Acceleration A-ESPIRiT A-LORAKS BF-LORAKS PESCaT A-LORAKS-CS BF-LORAKS-CS
R = 2 2.31 ± 0.25 1.20 ± 0.08 0.61 ± 0.04 0.48 ± 0.03 0.49 ± 0.03 0.48 ± 0.03
R = 3 5.45 ± 1.32 2.82 ± 0.14 0.98 ± 0.05 0.79 ± 0.06 0.76 ± 0.06 0.76 ± 0.06
R = 4 5.14 ± 2.78 3.35 ± 0.15 1.23 ± 0.08 1.02 ± 0.08 0.96 ± 0.08 0.95 ± 0.06

Overall, A-LORAKS-CS consistently outperforms PI-only reconstructions, as well as the hybrid PESCaT method. Sample reconstruction times for competing methods are listed in Supp. Table 3 for a single cross-section. Among automated parameter selection approaches, A-LORAKS-CS has on par run time with A-ESPIRiT, albeit relatively longer run time compared to A-LORAKS and PESCaT. Note that, in return for this increase in computational load, A-LORAKS-CS achieves the highest reconstruction quality among competing methods (except for two cases: PSNR and NMSE at R = 2 for bSSFP, and at R = 2 for FSE acquisitions). Importantly, A-LORAKS-CS has nearly an order-of-magnitude shorter run time compared to BF-LORAKS-CS, which performs parameter selection via exhaustive search over candidate values. At the same time, it maintains the closest performance to BF-LORAKS-CS across different sequences and acceleration rates. Taken together, these results demonstrate the performance improvements obtained with the proposed approach and the utility of A-LORAKS-CS in achieving fast and automated reconstructions of undersampled multi-coil acquisitions.

4. Discussion

In this study, we introduced a hybrid PI-CS reconstruction, A-LORAKS-CS, with data-driven parameter tuning to improve practical utility. A-LORAKS-CS is a composite of LORAKS as its PI component, and sparsity-enforcing regularizations in wavelet- and TV-domains as its CS component. The primary parameters of interest for the proposed method are the rank of the system matrix in LORAKS, and weights of the regularization terms in wavelet and TV domains. A SURE expression is derived for the Hermitian symmetric LORAKS operator to construct the system matrix, and then used to identify the matrix rank via singular value thresholding. Meanwhile, the selection of the regularization weight in wavelet domain is based on online estimates of reconstruction error via a SURE expression, and the selection of the TV regularization weight is based on online estimates of local standard deviation in reconstructions. Taken together, these parameter selection strategies automate accelerated MRI reconstruction while alleviating the need for manual intervention. Our results strongly indicate that the proposed method performs reliably across different anatomies, sequences, and acceleration rates; and it maintains on par image quality to exhaustive parameter selection.

Several previous studies have demonstrated the use of SURE criterion for MRI reconstruction in order to select parameters for ESPIRiT, 1-norm regularization of wavelet coefficients, or TV regularization of image coefficients [32], [33], [34]. In particular, A-ESPIRiT uses a SURE expression to determine the optimal kernel size, subspace dimensionality and eigenvalue threshold [33]. Compared to A-ESPIRiT, A-LORAKS-CS should provide increased flexibility regarding the design of sampling patterns, as the LORAKS framework can also operate in the absence of calibration regions. Furthermore, A-LORAKS-CS also devises parameter selection strategies for CS projections to further improve the reconstruction quality by alleviating the residual artifacts. Compared to the methods for wavelet-domain or TV-domain regularized reconstructions, A-LORAKS-CS incorporates a data-driven parameter selection for the PI component, and it employs a hybrid weight selection strategy for combined 1-TV-norm regularization. Compared to the PESCaT technique [29], our method incorporates a data-driven parameter selection for PI projections. Furthermore, while PES offers improved efficiency over standard line-search-based tuning methods, it still requires empirically tuned scaling factors for epigraph sets and an iterative optimization for selection of TV weights.
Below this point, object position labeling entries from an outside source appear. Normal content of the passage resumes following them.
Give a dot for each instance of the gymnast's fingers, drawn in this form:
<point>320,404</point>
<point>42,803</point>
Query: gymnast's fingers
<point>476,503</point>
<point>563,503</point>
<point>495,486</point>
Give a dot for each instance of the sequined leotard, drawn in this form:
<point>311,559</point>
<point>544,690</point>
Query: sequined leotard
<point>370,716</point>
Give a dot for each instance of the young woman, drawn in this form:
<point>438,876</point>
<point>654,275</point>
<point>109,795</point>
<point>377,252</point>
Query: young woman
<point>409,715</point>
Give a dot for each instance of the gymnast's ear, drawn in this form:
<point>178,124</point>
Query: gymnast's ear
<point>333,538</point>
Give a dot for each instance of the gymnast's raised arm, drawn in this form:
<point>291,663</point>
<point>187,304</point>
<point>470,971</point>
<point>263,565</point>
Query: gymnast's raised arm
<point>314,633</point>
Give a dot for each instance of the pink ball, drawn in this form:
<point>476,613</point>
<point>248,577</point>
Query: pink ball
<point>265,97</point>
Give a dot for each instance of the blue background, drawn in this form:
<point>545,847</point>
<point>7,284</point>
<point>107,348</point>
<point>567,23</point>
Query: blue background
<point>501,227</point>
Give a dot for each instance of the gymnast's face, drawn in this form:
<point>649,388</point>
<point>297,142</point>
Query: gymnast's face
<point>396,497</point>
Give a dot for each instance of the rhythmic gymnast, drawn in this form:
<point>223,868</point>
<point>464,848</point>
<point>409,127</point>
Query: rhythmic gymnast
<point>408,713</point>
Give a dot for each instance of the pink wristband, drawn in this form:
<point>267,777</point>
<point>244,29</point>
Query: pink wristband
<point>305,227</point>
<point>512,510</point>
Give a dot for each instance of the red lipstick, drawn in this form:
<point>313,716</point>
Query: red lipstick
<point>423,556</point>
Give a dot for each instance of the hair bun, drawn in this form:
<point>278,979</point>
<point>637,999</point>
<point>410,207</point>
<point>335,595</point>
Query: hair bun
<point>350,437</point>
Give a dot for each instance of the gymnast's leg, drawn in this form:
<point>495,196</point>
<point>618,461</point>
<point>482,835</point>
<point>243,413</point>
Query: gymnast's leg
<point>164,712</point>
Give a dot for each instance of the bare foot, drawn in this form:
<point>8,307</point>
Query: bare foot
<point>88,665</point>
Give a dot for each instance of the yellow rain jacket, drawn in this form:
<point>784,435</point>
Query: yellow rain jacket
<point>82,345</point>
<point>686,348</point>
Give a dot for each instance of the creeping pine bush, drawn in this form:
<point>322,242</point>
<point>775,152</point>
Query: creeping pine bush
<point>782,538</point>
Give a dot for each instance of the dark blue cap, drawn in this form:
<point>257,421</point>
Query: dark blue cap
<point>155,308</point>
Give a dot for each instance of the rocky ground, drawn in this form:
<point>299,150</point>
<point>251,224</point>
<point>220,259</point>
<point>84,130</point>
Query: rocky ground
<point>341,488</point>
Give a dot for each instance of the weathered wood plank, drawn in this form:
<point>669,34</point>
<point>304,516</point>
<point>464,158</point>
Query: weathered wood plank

Deep learning methods have recently been introduced that can learn regularization parameters to help automate MRI reconstructions. In particular, Hammernik et al. proposed a supervised reconstruction model that learns the reconstruction filters along with a regularization weight [46]. The supervised model is trained using a relatively large dataset of undersampled and corresponding fully-sampled acquisitions. The trained values of reconstruction and regularization parameters are then employed during inference without further updates. Since no parameter selection is performed during inference, learning-based methods offer significantly faster inference compared to iterative reconstruction methods. In contrast, the proposed method uses SURE-based estimators that involve line searches for relevant regularization parameters that will incur added computational costs. That said, the proposed method does not require large, paired training datasets that may be hard to compile. Furthermore, it performs scan-specific tuning of regularization parameters, permitting selection of a different regularization parameter for each subject. Future studies are warranted to comparatively examine the generalization performance learning-based versus iterative methods.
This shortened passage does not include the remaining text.